10/29/2014

Are NASA employees color blind?

Last night I read “Argo and the Ocean Temperature Maximum” by Willis Eisenbach at “Watts Up With That?”. The post shows that ocean surface temperature usually reaches a maximum of 30 degrees C, and very seldom goes beyond this point. This prompted me to look at the latest ARGO ocean temperature data, which confirmed what Eisenbach wrote.

But this morning  I recalled having seen NASA maps which showed sea surface temperatures exceeding 30 degrees C. These maps have always puzzled me, because  about 40 years ago I worked on a project measuring ocean temperatures, and I had never seen anything exceeding 30 degrees C either. So I decided to look up the NASA maps to see what they showed. Interestingly, they have a map here 


This site  shows ocean temperatures exceeding 30 degrees C all over the place. The map legend says it´s May 2001 data obtained using MODIS1.

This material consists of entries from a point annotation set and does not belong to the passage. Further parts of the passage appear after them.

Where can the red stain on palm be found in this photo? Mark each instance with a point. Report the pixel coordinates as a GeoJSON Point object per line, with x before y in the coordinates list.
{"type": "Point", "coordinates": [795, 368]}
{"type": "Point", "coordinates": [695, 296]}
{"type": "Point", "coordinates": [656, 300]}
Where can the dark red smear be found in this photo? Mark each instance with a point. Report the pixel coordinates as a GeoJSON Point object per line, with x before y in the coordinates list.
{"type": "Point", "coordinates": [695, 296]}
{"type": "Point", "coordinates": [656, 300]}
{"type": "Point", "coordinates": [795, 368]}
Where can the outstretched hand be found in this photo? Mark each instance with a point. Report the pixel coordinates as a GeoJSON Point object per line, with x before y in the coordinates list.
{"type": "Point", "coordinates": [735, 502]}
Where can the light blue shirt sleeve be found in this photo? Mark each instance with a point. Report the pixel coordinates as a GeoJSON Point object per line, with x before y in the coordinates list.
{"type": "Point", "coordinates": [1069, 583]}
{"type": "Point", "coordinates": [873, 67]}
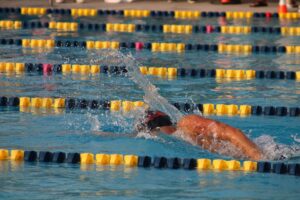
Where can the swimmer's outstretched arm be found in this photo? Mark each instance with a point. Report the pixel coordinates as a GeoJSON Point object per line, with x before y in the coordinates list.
{"type": "Point", "coordinates": [110, 134]}
{"type": "Point", "coordinates": [209, 130]}
{"type": "Point", "coordinates": [239, 140]}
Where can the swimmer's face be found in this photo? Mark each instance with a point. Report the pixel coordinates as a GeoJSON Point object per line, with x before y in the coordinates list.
{"type": "Point", "coordinates": [142, 128]}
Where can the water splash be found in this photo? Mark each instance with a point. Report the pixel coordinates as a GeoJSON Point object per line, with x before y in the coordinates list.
{"type": "Point", "coordinates": [276, 151]}
{"type": "Point", "coordinates": [151, 94]}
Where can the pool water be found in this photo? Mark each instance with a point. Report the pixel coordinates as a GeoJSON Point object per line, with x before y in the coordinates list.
{"type": "Point", "coordinates": [77, 130]}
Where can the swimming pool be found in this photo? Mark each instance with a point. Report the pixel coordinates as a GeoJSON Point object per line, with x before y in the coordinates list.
{"type": "Point", "coordinates": [75, 130]}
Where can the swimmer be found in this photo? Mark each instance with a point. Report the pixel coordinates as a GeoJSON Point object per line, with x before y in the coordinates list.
{"type": "Point", "coordinates": [206, 133]}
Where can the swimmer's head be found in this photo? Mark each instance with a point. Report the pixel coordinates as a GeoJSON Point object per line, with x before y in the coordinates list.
{"type": "Point", "coordinates": [153, 120]}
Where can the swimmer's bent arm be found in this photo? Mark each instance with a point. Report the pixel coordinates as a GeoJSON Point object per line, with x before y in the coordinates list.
{"type": "Point", "coordinates": [238, 139]}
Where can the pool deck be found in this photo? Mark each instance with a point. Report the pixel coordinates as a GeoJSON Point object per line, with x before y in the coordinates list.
{"type": "Point", "coordinates": [139, 4]}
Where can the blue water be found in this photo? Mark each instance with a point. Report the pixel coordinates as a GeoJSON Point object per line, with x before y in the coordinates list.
{"type": "Point", "coordinates": [76, 131]}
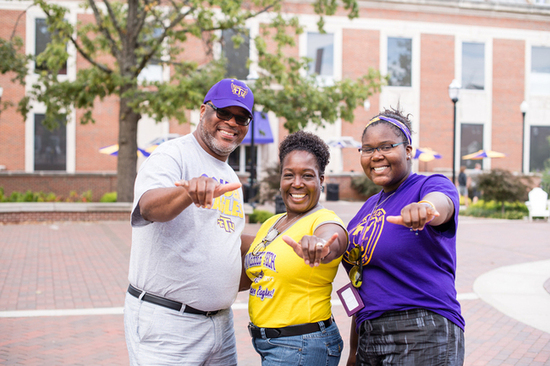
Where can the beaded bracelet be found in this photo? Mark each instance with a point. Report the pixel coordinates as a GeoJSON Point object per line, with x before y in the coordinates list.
{"type": "Point", "coordinates": [428, 202]}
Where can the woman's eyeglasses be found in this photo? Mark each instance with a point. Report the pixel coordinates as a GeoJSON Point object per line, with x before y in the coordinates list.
{"type": "Point", "coordinates": [386, 148]}
{"type": "Point", "coordinates": [225, 115]}
{"type": "Point", "coordinates": [355, 257]}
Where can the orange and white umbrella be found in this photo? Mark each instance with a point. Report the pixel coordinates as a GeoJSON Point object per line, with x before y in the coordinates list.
{"type": "Point", "coordinates": [426, 154]}
{"type": "Point", "coordinates": [113, 150]}
{"type": "Point", "coordinates": [482, 154]}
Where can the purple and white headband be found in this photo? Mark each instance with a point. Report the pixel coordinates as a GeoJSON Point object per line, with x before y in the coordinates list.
{"type": "Point", "coordinates": [403, 127]}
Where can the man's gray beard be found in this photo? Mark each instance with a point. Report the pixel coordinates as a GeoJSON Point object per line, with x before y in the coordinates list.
{"type": "Point", "coordinates": [212, 143]}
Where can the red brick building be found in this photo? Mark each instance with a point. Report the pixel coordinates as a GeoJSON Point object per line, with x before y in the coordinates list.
{"type": "Point", "coordinates": [498, 51]}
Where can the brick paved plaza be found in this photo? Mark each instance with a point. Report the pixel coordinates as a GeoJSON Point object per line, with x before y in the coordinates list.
{"type": "Point", "coordinates": [62, 288]}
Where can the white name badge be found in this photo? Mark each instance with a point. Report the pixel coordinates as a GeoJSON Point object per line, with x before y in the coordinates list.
{"type": "Point", "coordinates": [350, 298]}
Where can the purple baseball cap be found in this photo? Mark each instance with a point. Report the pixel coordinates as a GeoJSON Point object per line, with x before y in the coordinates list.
{"type": "Point", "coordinates": [231, 92]}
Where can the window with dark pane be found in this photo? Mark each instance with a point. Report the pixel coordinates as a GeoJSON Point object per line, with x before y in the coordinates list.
{"type": "Point", "coordinates": [41, 39]}
{"type": "Point", "coordinates": [399, 61]}
{"type": "Point", "coordinates": [539, 151]}
{"type": "Point", "coordinates": [236, 57]}
{"type": "Point", "coordinates": [50, 147]}
{"type": "Point", "coordinates": [471, 140]}
{"type": "Point", "coordinates": [320, 49]}
{"type": "Point", "coordinates": [473, 66]}
{"type": "Point", "coordinates": [540, 71]}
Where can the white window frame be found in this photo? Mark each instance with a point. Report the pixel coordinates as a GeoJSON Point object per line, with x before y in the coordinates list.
{"type": "Point", "coordinates": [39, 108]}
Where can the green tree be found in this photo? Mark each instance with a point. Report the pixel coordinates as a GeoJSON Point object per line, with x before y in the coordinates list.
{"type": "Point", "coordinates": [125, 36]}
{"type": "Point", "coordinates": [503, 186]}
{"type": "Point", "coordinates": [545, 180]}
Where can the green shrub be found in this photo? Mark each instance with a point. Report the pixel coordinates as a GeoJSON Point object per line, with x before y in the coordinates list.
{"type": "Point", "coordinates": [108, 197]}
{"type": "Point", "coordinates": [502, 186]}
{"type": "Point", "coordinates": [493, 209]}
{"type": "Point", "coordinates": [259, 216]}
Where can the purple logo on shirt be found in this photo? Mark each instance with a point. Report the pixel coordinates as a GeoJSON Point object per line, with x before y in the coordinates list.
{"type": "Point", "coordinates": [367, 233]}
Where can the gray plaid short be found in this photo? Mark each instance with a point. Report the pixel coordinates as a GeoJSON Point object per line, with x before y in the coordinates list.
{"type": "Point", "coordinates": [411, 337]}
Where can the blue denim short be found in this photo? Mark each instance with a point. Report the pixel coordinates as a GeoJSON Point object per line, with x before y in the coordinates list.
{"type": "Point", "coordinates": [320, 348]}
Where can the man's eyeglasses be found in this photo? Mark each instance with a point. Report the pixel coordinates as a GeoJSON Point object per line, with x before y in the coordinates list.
{"type": "Point", "coordinates": [225, 115]}
{"type": "Point", "coordinates": [355, 256]}
{"type": "Point", "coordinates": [383, 149]}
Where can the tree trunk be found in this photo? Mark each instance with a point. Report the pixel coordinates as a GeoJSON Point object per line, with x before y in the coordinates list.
{"type": "Point", "coordinates": [127, 151]}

Because this  NASA map looks so spooky, I decided to check the color palette they used to show ocean temperature (I copied and pasted a simple scale). Then I  cut and pasted the 30 to 31 degrees C color palette range onto the Indian ocean, an area NASA shows was way above 31 degrees in May 2001:



Edited NASA map. I included a numerical temperature
 range on top of the color legend, then copied the 30 to 31 
degree C square on the Indian Ocean to confirm NASA´s map
 showed large ocean areas exceeding 31 degrees C.


To confirm the NASA data was quite goofy I looked up a series of ARGO buoy data sets (from October 2014). None of the buoys showed temperatures exceeding 30 degrees C. I also looked up a temperature trend graph for a square sector which covers a piece of Western India and the Indian Ocean region near the coast. The historical data doesn´t show much of a temperature change since May 2001. So I pasted the whole thing together, so you can have a look at it by yourselves:

Map showing Indian ocean sector which NASA´s map showed
 with temperatures above 31 degrees C (May 2001).  single 
ARGO data set for October 2014 shows temperature  is below
 30 degrees C. The Hadley Center temperature record shows 
temperatures haven´t changed much since 2001.

After playing around with this material this morning I´m starting to think NASA uses color blind employees to prepare the temperature maps they load on their webpages. My recommendation would be for NASA to test their employees for color blindness before they are assigned to prepare and review this data for public use.


1 MODIS description from the referenced webpage: “MODIS is sensitive to five different wavelengths, or "channels," of radiation used for measuring SST. Both night and day, the sensor measures the thermal infrared energy escaping the atmosphere at 12 microns and then compares that measurement to how much energy is escaping at 11 microns, allowing scientists to determine how much the atmosphere modifies the signal so they can "correct" the data to more accurately derive SST. The MODIS sensor, because of the increased number of channels, tells us a great deal about the influence of the atmosphere on measurements of SST. Similar to AVHRR, MODIS also takes daily measurement of the global ocean.”